Conyers, 88, is already facing a House Ethics Committee inquiry.     
On Sunday, House Minority Leader Nancy Pelosi reversed course Thursday and said embattled Rep. John Conyers should resign from Congress. 
'The allegations against congressman Conyers as we have learned more since Sunday are serious, disappointing and very credible,' said Pelosi, a California representative who notably did not call for Conyers to go during a Sunday appearance on NBC's 'Meet the Press.'
'It's very sad. The brave women who came forward are owed justice,' Pelosi continued at a Capitol press conference.
Conyers' attorney Arnold Reed told the Detroit Free Press the new allegations from Grubbs are 'another instance of tomfoolery from the mouth of Harvey Weinstein's attorney.'

Conyers flew home to his district last week and checked into the hospital for what a family consultant said was stress.
A family spokesman, Sam Riddle, attacked Conyers' accusers at the time. 'These serial accusers have done this before. We're used to it.  We don't condone sexual harassment on any level,' he said.
'But we hope that you will pray for the congressman's good health and we hope and we hope that you will also understand that there is a bitter double edged sword to those that would accuse especially, when they're serial accusers,' Riddle told reporters at the hospital.  

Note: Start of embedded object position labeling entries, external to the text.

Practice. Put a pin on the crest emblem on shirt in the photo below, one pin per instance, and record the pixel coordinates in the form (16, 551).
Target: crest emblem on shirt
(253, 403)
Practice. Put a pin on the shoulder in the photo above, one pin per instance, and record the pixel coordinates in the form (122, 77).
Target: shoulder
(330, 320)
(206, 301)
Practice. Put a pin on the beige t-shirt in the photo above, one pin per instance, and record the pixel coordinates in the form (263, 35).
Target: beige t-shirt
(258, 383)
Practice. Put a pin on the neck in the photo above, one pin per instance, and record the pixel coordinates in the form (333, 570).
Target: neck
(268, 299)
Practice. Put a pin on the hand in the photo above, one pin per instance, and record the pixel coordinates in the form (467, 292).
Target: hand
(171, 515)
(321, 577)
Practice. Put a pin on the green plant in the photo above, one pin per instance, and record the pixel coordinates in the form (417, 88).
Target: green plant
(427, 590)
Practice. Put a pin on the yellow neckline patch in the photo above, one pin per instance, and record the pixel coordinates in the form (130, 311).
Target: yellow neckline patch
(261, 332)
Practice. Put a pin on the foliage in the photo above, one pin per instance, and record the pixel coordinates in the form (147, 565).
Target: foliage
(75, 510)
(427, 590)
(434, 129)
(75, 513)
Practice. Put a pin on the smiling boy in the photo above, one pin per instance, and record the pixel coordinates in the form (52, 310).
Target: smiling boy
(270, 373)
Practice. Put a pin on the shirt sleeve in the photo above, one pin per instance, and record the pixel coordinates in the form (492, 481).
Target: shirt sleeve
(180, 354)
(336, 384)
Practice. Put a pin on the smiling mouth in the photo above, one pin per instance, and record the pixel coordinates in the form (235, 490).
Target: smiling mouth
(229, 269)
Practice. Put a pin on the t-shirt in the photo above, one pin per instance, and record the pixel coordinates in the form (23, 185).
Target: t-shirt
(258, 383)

Conyers was rushed to a hospital just as a former aide broke her silence for the first time and spoke on the record about her accusations Conyers sexually harassed her.
Conyers' family say the veteran lawmaker is suffering from stress-related illness.   
Conyers, the longest serving member of the House of Representatives, will announce on Tuesday he does not plan to run for re-election, U.S. media said following accusations of sexual harassment against the Michigan Democrat.
Conyers is expected to make the announcement on a local radio show, the New York Times reported citing a relative. Other local media also reported the plans, citing sources close to Conyers.
His lawyer earlier said on Twitter that Conyers would make an announcement at 10:15 a.m.

The House Ethics Committee last week opened an investigation into Conyers, 88, after he said his office had resolved a harassment case of a former staffer with a payment but no admission of guilt.
Conyers has denied the allegations of sexual misconduct.
Congress has been reviewing policies on how to handle sexual harassment complaints after a string of cases involving prominent figures in the U.S. media, Hollywood and politics.
Conyers, a founding member of the Congressional Black Caucus who was first elected to the House in 1964, stepped down last month as the senior Democrat on the House Judiciary Committee.